Я круто поворотил к Зверкову. Я был до того измучен, до того изломан, что хоть зарезаться, а покончить! У меня была лихорадка; смоченные потом волосы присохли ко лбу и вискам.
– Зверков! я прошу у вас прощенья, – сказал я резко и решительно, – Ферфичкин, и у вас тоже, у всех, у всех, я обидел всех!
– Ага! дуэль-то не свой брат! – ядовито прошипел Ферфичкин.
Меня больно резнуло по сердцу.
– Нет, я не дуэли боюсь, Ферфичкин! Я готов с вами же завтра драться, уже после примирения. Я даже настаиваю на этом, и вы не можете мне отказать. Я хочу доказать вам, что я не боюсь дуэли. Вы будете стрелять первый, а я выстрелю на воздух.
– Сам себя тешит, – заметил Симонов.
– Просто сбрендил! – отозвался Трудолюбов.
– Да позвольте пройти, что вы поперек дороги стали!.. Ну чего вам надобно? – презрительно отвечал Зверков. Все они были красные; глаза у всех блистали: много пили.
– Я прошу вашей дружбы. Зверков, я вас обидел, но…
– Обидели? В-вы! Ми-ня! Знайте, милостивый государь, что вы никогда и ни при каких обстоятельствах не можете меня обидеть!
– И довольно с вас, прочь! – скрепил Трудолюбов. – Едем.
– Олимпия моя, господа, уговор! – крикнул Зверков.
– Не оспариваем! не оспариваем! – отвечали ему смеясь.

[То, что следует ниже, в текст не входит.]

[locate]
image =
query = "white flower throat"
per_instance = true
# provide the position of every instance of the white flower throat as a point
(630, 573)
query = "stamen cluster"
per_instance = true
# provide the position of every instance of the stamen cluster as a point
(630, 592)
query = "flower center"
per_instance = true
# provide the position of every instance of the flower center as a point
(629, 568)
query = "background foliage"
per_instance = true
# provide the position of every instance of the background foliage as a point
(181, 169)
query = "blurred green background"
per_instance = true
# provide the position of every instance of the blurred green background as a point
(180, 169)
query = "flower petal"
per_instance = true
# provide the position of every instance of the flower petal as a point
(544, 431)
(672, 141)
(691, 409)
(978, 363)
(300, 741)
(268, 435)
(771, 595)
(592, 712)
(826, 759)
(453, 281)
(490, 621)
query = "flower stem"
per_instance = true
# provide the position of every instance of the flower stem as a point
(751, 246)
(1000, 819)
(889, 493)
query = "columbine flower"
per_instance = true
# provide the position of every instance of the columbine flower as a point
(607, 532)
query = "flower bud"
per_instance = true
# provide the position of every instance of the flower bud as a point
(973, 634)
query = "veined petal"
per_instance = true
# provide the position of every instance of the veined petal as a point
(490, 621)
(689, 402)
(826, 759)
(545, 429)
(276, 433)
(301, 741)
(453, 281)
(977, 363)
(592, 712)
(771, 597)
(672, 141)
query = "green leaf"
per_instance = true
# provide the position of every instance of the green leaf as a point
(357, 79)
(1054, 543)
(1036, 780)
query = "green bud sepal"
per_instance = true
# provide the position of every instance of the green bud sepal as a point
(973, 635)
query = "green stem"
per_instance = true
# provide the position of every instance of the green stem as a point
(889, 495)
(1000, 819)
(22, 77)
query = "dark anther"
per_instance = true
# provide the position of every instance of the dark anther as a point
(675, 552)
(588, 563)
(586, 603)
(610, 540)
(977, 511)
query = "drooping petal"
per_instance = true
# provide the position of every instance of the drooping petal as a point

Я стоял оплеванный. Ватага шумно выходила из комнаты, Трудолюбов затянул какую-то глупую песню. Симонов остался на крошечную минутку, чтоб дать на чай слугам. Я вдруг подошел к нему.
– Симонов! дайте мне шесть рублей! – сказал я решительно и отчаянно.
Он поглядел на меня в чрезвычайном изумлении какими-то тупыми глазами. Он тоже был пьян.
– Да разве вы и туда с нами?
– Да!
– У меня денег нет! – отрезал он, презрительно усмехнулся и пошел из комнаты.